The fact is, Christian fundamentalists and Republican congressmen aren’t the only people in the world who fail to place their trust in Western scientists. From what I’ve seen many Africans aren’t even sold on the accepted scientific understanding of HIV, and that’s certainly had a bigger impact on them so far than global warming. It’s painful to watch, but I also don’t see it as an unmitigated character flaw. The Western world has earned its mistrust.
Another phenomenon I have seen is what happens if something is successfully prevented. Often as not, the non-event causes a lot of people to wonder if the whole thing was worth the cost, or maybe even a big con, because, you know, nothing happened. I’ve seen it with the Y2K bug, with some averted African droughts, with recent terrorists plots that the feds said they foiled. This quality of the human character is not uniformly positive, but on the other hand, prevention always looks better in hindsight. In the present, it involves a weird state where nothing is actually going wrong, but everyone is maximally afraid of what could go wrong. In the English language, that state is generally called paranoia.

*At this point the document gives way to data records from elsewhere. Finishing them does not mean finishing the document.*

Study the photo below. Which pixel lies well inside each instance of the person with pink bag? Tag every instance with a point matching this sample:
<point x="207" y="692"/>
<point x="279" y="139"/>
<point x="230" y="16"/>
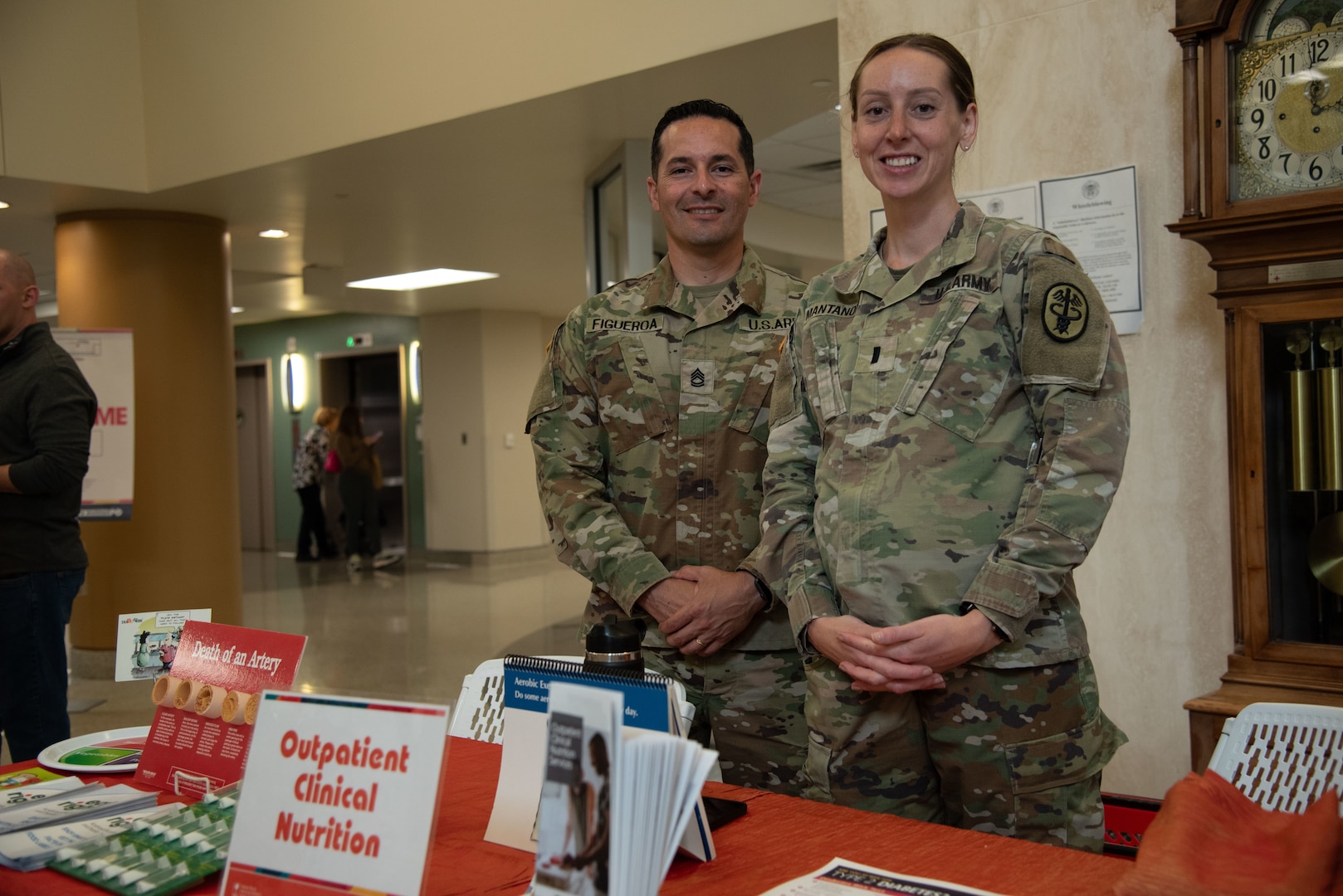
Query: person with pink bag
<point x="312" y="455"/>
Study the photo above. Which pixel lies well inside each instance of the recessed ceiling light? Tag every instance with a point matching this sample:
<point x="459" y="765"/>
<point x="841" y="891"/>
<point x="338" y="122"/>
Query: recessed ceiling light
<point x="422" y="280"/>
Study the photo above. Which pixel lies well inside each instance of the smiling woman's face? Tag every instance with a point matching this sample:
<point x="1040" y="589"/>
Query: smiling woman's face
<point x="908" y="125"/>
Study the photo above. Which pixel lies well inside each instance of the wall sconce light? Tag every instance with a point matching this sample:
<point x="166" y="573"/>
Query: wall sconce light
<point x="415" y="373"/>
<point x="295" y="382"/>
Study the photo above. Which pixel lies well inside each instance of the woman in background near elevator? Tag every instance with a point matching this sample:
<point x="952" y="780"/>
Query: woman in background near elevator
<point x="949" y="429"/>
<point x="309" y="461"/>
<point x="360" y="479"/>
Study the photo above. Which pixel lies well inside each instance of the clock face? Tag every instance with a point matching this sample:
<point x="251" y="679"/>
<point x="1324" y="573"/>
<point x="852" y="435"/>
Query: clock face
<point x="1290" y="114"/>
<point x="1288" y="101"/>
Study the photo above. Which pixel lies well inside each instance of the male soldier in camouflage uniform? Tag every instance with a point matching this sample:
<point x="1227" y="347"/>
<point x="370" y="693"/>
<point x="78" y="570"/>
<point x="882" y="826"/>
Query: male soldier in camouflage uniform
<point x="649" y="426"/>
<point x="943" y="458"/>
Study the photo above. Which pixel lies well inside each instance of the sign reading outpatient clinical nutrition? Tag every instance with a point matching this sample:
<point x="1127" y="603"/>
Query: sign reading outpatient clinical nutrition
<point x="340" y="794"/>
<point x="208" y="704"/>
<point x="106" y="359"/>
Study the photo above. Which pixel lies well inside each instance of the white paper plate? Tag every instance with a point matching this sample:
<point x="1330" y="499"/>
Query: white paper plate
<point x="102" y="752"/>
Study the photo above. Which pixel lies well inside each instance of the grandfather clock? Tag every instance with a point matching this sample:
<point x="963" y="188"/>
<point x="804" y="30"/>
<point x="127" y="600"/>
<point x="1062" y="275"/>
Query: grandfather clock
<point x="1264" y="197"/>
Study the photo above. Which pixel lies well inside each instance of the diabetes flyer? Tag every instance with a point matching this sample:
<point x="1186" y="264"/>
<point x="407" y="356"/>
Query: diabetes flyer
<point x="207" y="704"/>
<point x="340" y="794"/>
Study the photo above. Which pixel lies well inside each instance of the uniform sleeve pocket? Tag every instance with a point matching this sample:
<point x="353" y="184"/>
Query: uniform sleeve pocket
<point x="823" y="377"/>
<point x="960" y="377"/>
<point x="628" y="401"/>
<point x="1086" y="469"/>
<point x="752" y="411"/>
<point x="545" y="395"/>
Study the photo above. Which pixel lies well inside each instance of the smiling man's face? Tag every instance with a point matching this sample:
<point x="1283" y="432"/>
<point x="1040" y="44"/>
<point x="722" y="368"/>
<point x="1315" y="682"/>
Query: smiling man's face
<point x="703" y="190"/>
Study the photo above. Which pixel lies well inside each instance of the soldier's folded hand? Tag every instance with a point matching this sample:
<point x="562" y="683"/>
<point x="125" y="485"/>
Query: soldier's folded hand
<point x="940" y="642"/>
<point x="724" y="603"/>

That is largely why, in my gut, I don’t think global warming can be indefinitely put off. It can be slowed, which would certainly help people to adjust to the changes. But the sort of dramatic, instant and permanent conversion of the world that McKibben envisions would take a miracle. I cannot rule out miracles, of course, but neither can I plan them. And trying to force miracles certainly has its own hazards. Another thing that bothers me about solutions to global warming is that they seem, by necessity, to be so authoritarian. In James Burke’s After the Warming, a sci-fi documentary from an imagined future, Burke says that in the 21st century a planetary authority took charge of the matter, enacting sweeping reforms such as outlawing beef. Nasty issues like how this was enforced were, to my memory, left unexplored.
I think the issue underlying all this is that, even on the Christian left, there still is a certain conflict between science and religion. The predictions of climatologists are mechanistic. The weather, in their models, doesn’t care what your reasons are for putting carbon dioxide in the air, nor does it care what means you use to lower them. It responds the same regardless. Only a personal God cares about motivations, or has mercy on sinners. So while the hand of God may indeed be in all this, I am not comfortable with turning climatologists into prophetic interpreters of natural events. Ultimately, their assumptions come from different premises.
In many ways, this whole discussion really reminds me of the last chapter of The Politics of Jesus, which I blogged about here. At the beginning of it Yoder discussed various efforts to discern the direction of history, and to manipulate it for certain desirable outcomes. The Bible, he says, rejects such approaches as human hubris; God knows where history is headed, and so his commands, even if they don’t seem practical in the short term, will lead us to the right place. There is something in that to be applied here, I think. Certainly Christian mores like supporting local communities and rejecting materialism can help fight global warming; but on the other hand, anointing scientists as prophets, making utilitarian calculations about what solution will kill the fewest people, and justifyng the power of government as a means to an end are actions that might combat global warming but aren’t exactly Christian. As with premillennialism, a little less grand theorizing and a little more trust in God might be in order.